Same day emergency care (SDEC) services are being advocated in the UK for frail, older patients in whom hospitalisation may be associated with harm but there are few data on the 'ambulatory pathway'. We therefore determined the patient pathways pre- and post-first assessment in a SDEC unit focussed on older people. In consecutive patients, we prospectively recorded follow-up SDEC service reviews (face-to-face, telephone, Hospital-at-Home domiciliary visits), outpatient referrals (e.g. to specialist clinics, imaging, and community/voluntary/social services), and hospital admissions <30days.

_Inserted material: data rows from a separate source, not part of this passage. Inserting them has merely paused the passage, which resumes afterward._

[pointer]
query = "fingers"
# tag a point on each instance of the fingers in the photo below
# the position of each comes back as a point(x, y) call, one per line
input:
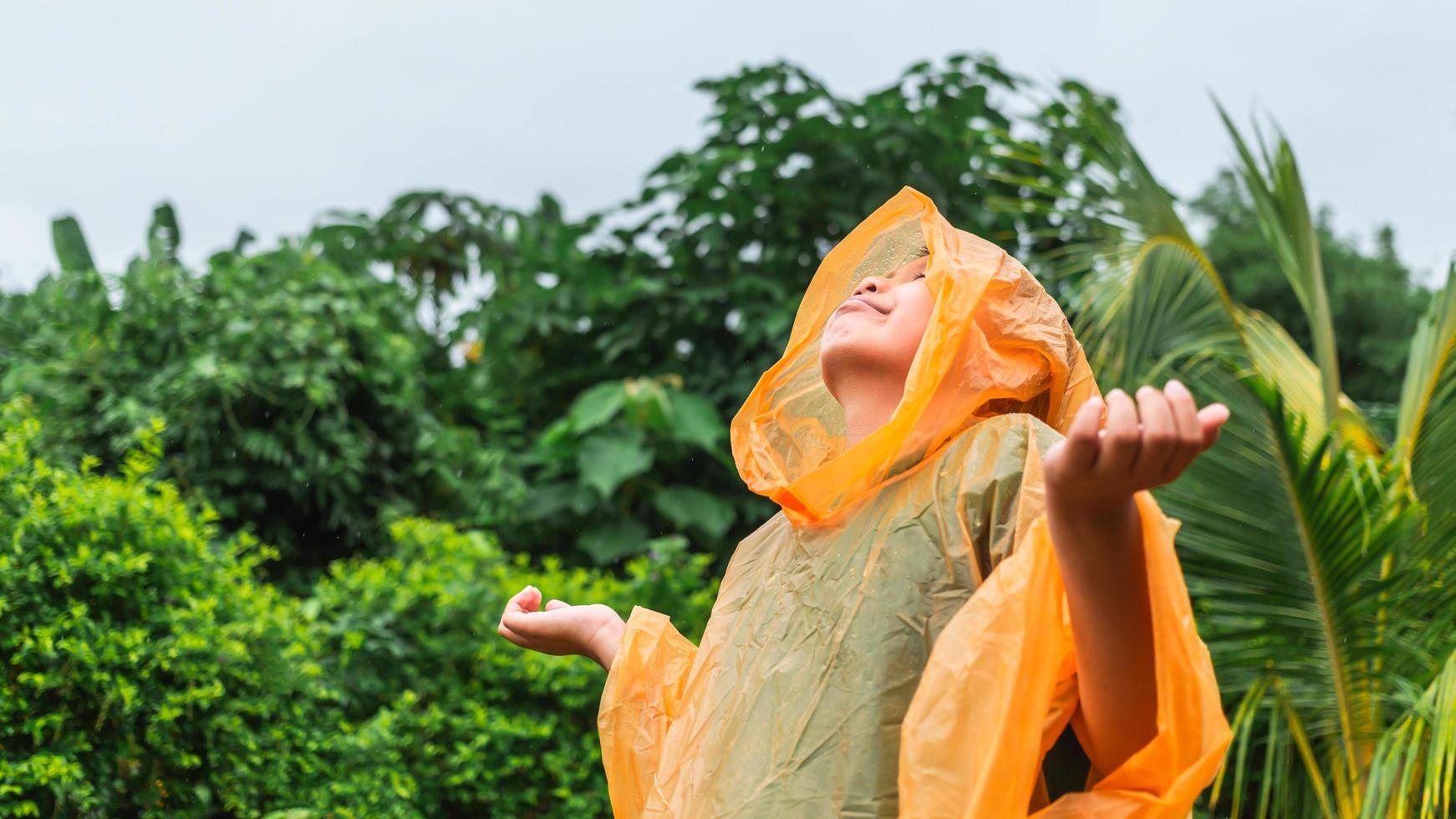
point(523, 601)
point(1210, 422)
point(1159, 431)
point(1122, 437)
point(1190, 430)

In the first 67 patients, we also recorded healthcare interactions (except GP attendances) in the 180days pre- and post-first assessment. Among 533 patients (mean/SD age = 75.0/17.5years, 246, 46% deemed frail) assessed in an SDEC unit, 210 were admitted within 30days (152 immediately). In the 381(71%) remaining initially ambulatory, there were 587 SDEC follow-up reviews and 747 other outpatient referrals (mean = 3.5 per patient) with only 34 (9%) patients being discharged with no further follow-up. In the subset (n = 67), the number of 'healthcare days' was greater in the 180days post- versus pre-SDEC assessment (mean/SD = 26/27 versus 13/22days, P= 0.003) even after excluding hospital admission days, with greater healthcare days in frail versus non-frail patients. SDEC assessment in older, frail patients was associated with a 2-fold increase in frequency of healthcare interactions with complex care pathways involving multiple services. Our findings have implications for the development of admission-avoidance models including cost-effectiveness and optimal delivery of the multi-dimensional aspects of acute geriatric care in the ambulatory setting.